Another form of employment which is reportedly increasing is ‘fixed-term contracts’, where employees are paid a salary and entitlements but have a defined end date rather than a permanent role.
Once again, Cameron points out the report suggests there is no evidence of this assumed rise.
“People on fixed-term contracts make up 3.1 per cent of all employed persons, a figure which has remained stable over time,” he said.
So, if the data suggests a rise in temporary employment isn’t actually occurring, why the need for the legislation?
A reduction in flexibility?
Although very few would argue against the principles of “secure jobs, better pay”, many business groups have raised concerns that the proposed legislation may lead to unintended consequences.
It’s a theme Cameron is keen to expand on.
“For the staffing industry, the big concerns in this legislation are around limitations to fixed term contracts,” he said, going on to explain that the new laws would force employers to offer permanent employment to fixed term employees after two years.

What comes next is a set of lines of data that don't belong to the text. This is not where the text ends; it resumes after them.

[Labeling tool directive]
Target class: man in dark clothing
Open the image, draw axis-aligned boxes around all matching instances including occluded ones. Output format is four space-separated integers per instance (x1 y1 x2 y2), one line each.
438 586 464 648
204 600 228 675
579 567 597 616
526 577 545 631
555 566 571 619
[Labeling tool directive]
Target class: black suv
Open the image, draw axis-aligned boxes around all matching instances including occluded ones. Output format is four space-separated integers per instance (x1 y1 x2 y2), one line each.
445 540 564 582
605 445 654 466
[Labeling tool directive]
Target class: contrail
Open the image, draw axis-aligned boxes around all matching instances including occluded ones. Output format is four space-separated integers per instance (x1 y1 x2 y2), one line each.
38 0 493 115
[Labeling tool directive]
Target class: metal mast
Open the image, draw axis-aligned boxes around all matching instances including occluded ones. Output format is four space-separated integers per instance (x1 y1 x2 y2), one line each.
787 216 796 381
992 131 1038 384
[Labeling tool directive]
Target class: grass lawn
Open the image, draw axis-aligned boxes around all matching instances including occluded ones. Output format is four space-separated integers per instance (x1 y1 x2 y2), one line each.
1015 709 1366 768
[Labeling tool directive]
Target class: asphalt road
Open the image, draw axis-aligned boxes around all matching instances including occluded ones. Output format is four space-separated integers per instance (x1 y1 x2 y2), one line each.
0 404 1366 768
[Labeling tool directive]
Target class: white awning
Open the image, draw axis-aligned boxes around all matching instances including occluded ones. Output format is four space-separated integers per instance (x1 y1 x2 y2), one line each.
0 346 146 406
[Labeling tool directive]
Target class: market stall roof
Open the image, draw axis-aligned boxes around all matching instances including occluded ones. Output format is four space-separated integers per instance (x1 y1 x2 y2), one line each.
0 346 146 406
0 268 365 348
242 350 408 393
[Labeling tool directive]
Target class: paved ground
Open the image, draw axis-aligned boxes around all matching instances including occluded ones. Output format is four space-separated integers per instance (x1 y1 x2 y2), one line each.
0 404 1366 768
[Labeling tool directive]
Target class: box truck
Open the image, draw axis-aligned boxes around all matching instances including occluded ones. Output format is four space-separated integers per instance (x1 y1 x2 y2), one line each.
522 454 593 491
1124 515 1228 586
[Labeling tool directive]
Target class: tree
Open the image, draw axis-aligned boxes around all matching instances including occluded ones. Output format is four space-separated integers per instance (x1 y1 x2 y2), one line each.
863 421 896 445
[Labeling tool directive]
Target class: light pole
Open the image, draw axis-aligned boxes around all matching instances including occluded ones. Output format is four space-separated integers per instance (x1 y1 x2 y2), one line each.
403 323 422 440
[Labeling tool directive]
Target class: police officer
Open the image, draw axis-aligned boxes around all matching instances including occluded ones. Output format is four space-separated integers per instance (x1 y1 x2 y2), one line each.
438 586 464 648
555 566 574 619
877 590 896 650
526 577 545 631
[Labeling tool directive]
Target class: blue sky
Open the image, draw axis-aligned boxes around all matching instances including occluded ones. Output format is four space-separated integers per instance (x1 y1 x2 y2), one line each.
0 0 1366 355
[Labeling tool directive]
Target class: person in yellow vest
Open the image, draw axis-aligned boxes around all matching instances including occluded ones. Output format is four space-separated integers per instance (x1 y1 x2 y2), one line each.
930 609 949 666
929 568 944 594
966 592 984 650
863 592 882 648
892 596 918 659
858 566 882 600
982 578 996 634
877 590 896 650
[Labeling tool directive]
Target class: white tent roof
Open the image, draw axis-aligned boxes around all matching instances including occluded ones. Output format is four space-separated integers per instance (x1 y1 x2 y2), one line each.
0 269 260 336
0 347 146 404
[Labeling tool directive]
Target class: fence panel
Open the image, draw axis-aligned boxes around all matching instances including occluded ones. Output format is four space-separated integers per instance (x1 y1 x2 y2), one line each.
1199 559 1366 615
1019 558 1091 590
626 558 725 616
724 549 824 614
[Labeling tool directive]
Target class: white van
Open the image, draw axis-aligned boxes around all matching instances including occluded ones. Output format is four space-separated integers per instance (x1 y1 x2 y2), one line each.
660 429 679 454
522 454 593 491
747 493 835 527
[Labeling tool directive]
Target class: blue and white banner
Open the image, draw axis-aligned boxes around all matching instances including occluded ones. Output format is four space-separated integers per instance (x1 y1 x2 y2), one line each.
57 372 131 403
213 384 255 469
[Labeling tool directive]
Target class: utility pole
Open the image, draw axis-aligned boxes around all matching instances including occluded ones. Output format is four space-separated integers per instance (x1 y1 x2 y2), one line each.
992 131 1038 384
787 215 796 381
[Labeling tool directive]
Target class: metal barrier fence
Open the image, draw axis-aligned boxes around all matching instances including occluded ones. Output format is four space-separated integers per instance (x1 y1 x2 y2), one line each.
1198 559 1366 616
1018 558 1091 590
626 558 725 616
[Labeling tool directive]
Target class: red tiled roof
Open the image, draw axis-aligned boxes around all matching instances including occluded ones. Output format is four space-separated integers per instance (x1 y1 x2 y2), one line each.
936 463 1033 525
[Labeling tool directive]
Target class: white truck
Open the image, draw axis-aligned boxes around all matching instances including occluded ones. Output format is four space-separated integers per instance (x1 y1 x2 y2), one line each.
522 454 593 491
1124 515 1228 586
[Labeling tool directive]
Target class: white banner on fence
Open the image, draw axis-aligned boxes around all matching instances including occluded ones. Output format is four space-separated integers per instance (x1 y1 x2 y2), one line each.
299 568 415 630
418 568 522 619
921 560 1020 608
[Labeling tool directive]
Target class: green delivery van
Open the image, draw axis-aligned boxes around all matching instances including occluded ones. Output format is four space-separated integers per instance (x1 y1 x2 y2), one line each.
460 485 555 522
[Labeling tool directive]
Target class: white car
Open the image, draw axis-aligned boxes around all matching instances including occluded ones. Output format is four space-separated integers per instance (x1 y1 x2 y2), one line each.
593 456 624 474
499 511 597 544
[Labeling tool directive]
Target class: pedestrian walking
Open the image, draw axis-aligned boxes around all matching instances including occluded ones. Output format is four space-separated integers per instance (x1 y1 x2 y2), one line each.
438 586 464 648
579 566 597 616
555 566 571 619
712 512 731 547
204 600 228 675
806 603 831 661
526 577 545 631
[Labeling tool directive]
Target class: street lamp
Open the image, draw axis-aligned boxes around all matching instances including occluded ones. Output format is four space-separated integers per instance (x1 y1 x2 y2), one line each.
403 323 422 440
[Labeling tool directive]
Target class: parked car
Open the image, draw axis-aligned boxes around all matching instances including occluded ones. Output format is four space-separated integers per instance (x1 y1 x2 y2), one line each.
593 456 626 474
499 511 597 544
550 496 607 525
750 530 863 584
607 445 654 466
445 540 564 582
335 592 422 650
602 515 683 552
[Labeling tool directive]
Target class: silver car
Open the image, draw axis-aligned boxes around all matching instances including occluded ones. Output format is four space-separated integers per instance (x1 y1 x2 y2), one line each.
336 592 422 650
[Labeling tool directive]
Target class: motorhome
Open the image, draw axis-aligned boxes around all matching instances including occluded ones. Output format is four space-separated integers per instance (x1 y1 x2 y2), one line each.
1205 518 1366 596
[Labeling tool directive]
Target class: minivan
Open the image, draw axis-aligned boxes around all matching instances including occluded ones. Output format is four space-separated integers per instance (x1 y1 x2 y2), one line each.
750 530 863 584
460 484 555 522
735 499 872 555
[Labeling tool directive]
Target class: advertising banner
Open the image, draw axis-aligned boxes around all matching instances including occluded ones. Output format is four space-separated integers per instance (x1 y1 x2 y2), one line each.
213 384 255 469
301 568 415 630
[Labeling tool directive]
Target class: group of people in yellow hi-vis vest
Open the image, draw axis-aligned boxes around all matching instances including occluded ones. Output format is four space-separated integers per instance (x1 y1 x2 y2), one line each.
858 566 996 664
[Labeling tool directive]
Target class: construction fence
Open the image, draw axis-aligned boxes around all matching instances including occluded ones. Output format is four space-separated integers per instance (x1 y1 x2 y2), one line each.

While this may be welcomed by those employees, it would significantly reduce flexibility in the labour market.
This is particularly problematic for the infrastructure sector, Cameron said, given this industry employs workers on a contract basis for large projects, which have a defined end date.
“Infrastructure projects often run beyond 24 months, while supply chain and other issues could legitimately see reason that projects get extended more than once,” he said.
Under the new legislation, employers in this sector would be obliged to offer permanent employment to workers who may not be needed at the end of the project.
This may result in fewer projects being undertaken, as employers would not want the financial burden of employing staff with no guarantee of having work for them when the project ends.
Even as we transition to more renewable energy sources going forward, the renewable energy sector will equally require major infrastructure projects to aid this transition.
Limiting workforce flexibility may hinder the ability of companies to deliver these.
What does all that mean for workers?
In Cameron's opinion, the legislation may not result in a positive outcome for many.
“Put simply, there is no evidence to support claims of growing job insecurity. This [legislation] is a solution without a problem, and it runs the risk of creating new ones,” he said.
With a slowing economy likely in the coming months as the full impact of interest rates filter through, the abundance of job opportunities we have been used to in recent times is likely to end.
Creating legislation that reduces workforce flexibility for employers in a potential economic downturn is unlikely to end well for Australian workers, despite its good intentions.